Das Gesetz statte eine private Einrichtung, nämlich das Zentralinstitut, "mit einem Monopol der Haltung der Liquiditätsreserve aus; die Haltung wurde nicht determiniert." Das angeschlossene Institut sei den Gestionen der Zentralbank ohne Einwirkungsmöglichkeit ausgeliefert. Die Bestimmung verstoße somit gegen den Gleichheitssatz und gegen Art 18 B-VG.

Einen Verstoß gegen Art 5 StGG und Art 1 des Ersten ZP zur EMRK sieht die Antragstellerin in den - näher aufgeschlüsselten - Mindereinnahmen, die durch die nicht marktkonforme Verzinsung der Liquiditätsreserve durch das Zentralinstitut entstanden seien, zu deren Begründung ein "Allgemeininteresse" nicht ersichtlich sei.

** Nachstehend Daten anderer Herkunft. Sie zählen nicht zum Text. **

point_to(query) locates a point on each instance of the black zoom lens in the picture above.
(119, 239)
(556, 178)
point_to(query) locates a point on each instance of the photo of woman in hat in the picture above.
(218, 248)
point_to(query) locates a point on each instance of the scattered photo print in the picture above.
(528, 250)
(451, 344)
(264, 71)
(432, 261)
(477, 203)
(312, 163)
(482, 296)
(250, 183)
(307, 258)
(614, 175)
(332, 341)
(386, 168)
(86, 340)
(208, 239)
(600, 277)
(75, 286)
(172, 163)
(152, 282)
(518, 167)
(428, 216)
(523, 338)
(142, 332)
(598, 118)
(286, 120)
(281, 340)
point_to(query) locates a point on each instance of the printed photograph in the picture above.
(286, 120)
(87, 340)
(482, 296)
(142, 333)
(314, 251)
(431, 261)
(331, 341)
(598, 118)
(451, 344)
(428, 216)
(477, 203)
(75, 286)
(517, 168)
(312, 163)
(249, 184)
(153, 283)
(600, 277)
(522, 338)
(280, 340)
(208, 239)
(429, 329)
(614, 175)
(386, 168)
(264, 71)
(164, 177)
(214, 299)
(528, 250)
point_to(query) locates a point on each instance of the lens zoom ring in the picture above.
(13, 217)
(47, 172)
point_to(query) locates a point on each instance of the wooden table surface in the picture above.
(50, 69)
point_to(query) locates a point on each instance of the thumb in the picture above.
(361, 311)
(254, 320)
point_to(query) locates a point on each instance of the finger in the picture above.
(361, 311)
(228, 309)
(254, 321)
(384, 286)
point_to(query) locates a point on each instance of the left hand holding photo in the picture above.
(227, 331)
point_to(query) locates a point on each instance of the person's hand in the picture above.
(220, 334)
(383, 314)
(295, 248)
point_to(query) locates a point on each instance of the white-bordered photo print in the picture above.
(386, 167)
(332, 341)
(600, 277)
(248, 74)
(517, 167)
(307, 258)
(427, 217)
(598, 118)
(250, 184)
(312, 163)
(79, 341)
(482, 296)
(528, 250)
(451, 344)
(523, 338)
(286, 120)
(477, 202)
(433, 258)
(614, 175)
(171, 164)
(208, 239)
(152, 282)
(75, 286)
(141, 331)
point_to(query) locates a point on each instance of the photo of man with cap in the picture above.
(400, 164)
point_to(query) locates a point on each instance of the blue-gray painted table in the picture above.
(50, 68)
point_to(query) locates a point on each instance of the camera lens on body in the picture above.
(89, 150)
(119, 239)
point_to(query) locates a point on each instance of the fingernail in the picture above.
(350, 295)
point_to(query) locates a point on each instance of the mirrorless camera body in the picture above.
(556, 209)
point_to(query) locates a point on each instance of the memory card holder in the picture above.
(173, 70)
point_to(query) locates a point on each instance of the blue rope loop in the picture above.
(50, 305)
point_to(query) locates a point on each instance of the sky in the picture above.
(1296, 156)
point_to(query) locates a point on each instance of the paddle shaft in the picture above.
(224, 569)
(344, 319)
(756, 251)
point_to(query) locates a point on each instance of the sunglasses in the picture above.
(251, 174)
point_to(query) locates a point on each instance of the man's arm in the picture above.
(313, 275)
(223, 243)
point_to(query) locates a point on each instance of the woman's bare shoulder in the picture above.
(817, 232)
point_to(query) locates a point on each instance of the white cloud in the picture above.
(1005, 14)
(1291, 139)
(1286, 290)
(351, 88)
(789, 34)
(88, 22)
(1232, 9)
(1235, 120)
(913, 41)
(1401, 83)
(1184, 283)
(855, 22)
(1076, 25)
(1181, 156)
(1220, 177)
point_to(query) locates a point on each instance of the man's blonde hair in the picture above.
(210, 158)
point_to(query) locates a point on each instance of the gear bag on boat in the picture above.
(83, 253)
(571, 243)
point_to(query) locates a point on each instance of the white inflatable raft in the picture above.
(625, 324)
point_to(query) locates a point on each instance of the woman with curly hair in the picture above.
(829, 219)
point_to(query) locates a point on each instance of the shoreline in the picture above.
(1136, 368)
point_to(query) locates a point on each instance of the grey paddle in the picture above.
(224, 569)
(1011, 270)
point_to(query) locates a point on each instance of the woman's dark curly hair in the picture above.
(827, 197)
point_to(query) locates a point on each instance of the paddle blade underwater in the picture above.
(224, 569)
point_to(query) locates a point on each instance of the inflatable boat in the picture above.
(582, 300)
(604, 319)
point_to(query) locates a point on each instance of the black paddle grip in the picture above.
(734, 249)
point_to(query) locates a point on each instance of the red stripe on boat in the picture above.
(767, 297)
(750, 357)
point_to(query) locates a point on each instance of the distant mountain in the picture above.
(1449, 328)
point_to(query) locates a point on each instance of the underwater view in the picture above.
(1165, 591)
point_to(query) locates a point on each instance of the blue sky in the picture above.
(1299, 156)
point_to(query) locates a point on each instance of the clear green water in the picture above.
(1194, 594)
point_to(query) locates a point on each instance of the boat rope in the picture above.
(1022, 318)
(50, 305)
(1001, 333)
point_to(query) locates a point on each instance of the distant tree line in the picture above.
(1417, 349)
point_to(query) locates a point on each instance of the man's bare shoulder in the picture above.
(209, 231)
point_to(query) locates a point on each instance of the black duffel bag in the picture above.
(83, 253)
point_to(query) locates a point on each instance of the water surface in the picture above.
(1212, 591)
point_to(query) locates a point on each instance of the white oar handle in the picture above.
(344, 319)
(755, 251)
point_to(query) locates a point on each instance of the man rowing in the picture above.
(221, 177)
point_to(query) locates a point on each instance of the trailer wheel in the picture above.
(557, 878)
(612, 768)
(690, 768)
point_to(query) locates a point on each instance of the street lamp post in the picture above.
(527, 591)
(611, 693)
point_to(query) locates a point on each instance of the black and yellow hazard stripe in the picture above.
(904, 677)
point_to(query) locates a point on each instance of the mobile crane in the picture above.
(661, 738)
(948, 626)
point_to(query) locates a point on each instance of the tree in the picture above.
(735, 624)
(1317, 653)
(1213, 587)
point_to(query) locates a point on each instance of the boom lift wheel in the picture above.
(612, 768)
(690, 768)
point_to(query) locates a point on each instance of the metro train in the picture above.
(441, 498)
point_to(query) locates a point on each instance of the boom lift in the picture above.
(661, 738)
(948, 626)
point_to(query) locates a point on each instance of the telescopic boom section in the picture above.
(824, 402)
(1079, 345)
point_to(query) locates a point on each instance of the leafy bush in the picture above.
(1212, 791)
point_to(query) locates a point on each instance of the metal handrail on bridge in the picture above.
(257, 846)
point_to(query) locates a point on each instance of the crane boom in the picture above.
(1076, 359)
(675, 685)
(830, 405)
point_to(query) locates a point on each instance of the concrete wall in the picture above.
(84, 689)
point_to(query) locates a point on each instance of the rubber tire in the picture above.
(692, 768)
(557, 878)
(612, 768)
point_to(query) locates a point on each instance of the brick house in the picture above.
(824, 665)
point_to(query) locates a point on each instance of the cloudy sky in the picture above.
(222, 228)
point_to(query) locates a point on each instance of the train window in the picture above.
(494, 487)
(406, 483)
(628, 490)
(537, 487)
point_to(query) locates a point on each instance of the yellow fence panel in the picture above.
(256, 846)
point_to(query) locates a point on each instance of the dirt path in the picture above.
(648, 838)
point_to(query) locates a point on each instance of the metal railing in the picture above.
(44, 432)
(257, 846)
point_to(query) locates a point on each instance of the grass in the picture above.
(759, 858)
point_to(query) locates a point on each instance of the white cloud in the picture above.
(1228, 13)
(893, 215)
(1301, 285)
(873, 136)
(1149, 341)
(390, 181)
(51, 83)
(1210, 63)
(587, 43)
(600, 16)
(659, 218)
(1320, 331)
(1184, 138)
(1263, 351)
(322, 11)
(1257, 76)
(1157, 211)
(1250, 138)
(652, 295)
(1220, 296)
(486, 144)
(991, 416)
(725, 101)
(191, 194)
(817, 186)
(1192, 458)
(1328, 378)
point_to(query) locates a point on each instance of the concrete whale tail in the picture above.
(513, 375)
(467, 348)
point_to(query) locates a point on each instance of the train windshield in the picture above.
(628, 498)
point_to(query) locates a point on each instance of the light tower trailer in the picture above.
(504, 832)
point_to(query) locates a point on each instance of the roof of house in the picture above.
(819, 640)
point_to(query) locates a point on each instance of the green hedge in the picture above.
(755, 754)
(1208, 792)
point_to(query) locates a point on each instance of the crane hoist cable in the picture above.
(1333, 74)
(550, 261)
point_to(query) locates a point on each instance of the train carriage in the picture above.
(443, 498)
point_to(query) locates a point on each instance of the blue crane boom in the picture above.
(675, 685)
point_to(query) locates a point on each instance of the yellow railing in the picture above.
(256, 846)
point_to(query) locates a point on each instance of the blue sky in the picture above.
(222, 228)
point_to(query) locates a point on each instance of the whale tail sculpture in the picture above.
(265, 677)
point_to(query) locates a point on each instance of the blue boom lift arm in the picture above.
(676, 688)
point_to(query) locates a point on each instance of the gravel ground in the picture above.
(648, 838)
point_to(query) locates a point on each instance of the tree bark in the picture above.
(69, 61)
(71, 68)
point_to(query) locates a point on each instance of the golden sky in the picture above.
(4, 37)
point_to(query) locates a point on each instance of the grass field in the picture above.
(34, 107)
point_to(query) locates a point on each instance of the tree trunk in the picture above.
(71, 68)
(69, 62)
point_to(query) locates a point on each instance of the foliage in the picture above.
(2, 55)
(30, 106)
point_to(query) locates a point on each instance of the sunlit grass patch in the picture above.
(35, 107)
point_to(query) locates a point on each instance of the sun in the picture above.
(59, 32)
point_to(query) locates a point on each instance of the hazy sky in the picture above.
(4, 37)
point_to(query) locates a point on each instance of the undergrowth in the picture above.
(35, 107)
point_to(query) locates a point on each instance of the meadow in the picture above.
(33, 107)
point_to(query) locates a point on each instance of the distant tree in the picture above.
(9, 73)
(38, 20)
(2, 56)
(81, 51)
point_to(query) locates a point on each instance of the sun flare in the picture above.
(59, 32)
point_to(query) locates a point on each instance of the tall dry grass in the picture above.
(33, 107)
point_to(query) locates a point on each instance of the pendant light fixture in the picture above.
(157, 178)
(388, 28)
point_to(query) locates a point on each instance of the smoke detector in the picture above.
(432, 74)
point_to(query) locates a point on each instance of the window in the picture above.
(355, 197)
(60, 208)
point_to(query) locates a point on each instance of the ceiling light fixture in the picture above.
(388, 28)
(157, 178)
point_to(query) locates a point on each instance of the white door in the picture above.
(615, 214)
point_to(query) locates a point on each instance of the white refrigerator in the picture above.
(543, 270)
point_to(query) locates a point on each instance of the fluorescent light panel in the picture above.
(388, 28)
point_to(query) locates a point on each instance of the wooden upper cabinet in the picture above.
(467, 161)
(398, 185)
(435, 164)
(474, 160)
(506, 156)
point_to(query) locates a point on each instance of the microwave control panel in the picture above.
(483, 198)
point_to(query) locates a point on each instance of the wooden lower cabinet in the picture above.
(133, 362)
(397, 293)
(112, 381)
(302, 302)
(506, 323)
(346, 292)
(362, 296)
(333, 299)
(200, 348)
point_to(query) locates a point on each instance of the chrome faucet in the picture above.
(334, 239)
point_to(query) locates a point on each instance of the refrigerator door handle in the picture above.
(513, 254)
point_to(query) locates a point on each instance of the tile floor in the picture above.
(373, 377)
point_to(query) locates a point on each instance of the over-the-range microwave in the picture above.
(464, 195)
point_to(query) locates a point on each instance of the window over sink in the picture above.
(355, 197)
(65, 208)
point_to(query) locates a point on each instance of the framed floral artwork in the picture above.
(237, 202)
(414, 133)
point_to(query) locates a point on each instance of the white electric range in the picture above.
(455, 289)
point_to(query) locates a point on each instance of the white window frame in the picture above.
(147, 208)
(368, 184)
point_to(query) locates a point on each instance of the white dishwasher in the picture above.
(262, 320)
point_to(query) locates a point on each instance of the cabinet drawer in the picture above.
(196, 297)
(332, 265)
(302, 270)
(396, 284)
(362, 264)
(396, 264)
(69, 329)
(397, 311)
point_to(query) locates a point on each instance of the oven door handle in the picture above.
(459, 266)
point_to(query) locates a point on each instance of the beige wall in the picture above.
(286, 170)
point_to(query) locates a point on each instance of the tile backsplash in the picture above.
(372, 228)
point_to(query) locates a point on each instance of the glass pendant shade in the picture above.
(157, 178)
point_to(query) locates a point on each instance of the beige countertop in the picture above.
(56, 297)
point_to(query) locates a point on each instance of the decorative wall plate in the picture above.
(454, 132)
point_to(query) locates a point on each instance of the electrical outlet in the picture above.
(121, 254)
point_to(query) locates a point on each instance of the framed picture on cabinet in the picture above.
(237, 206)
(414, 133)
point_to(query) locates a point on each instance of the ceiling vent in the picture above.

Da die Bindung der Liquidität die Antragstellerin in der freien Ausübung der Bankgeschäfte behindere, sei sie schließlich auch im verfassungsgesetzlich gewährleisteten Recht auf Freiheit der Erwerbsausübung verletzt.

3. Die Bundesregierung hat eine Äußerung erstattet, in welcher sie die Auffassung vertritt, § 14 Abs 11 KWG widerspreche weder den genannten verfassungsgesetzlich gewährleisteten Rechten noch Art 18 B-VG.

3.1. Dem Bedenken der Antragstellerin, die angefochtene Bestimmung ermögliche es dem Zentralinstitut, die Konditionen der Haltung der Liquiditätsreserve einseitig zu bestimmen, hält die Bundesregierung entgegen, daß diese nur bei Vorliegen eines sogenannten sektoralen Verbundes anzuwenden sei. Ob sich eine Bank aber einem Zentralinstitut iS dieser Bestimmung anschließe, beruhe auf einer freiwilligen privatrechtlichen Vereinbarung. Nach Darstellung der rechtlichen Struktur des - einen sektoralen Verbund iS des § 14 Abs 11 KWG darstellenden - Raiffeisen-Bankenverbundes auf Grundlage der sogenannten Mustersatzung für Raiffeisenkassen werde ein sektoraler Verbund als Form des "gesellschaftlichen Zusammenschlusses" von juristischen Personen umschrieben, der auf freiwilliger Basis beruhe, aus welchem sich Vor- und Nachteile ergäben. Jede Genossenschaft, die einem Verbund beitrete, habe abzuwägen, ob der Eintritt in den Verbund nach den Satzungen letztlich von Vorteil sei und die allenfalls auf sich zu nehmenden Nachteile überwiege. Der Austritt aus dem hier vorliegenden Raiffeisen-Bankenverbund sei aufgrund gesellschaftsrechtlicher Regelungen jederzeit möglich.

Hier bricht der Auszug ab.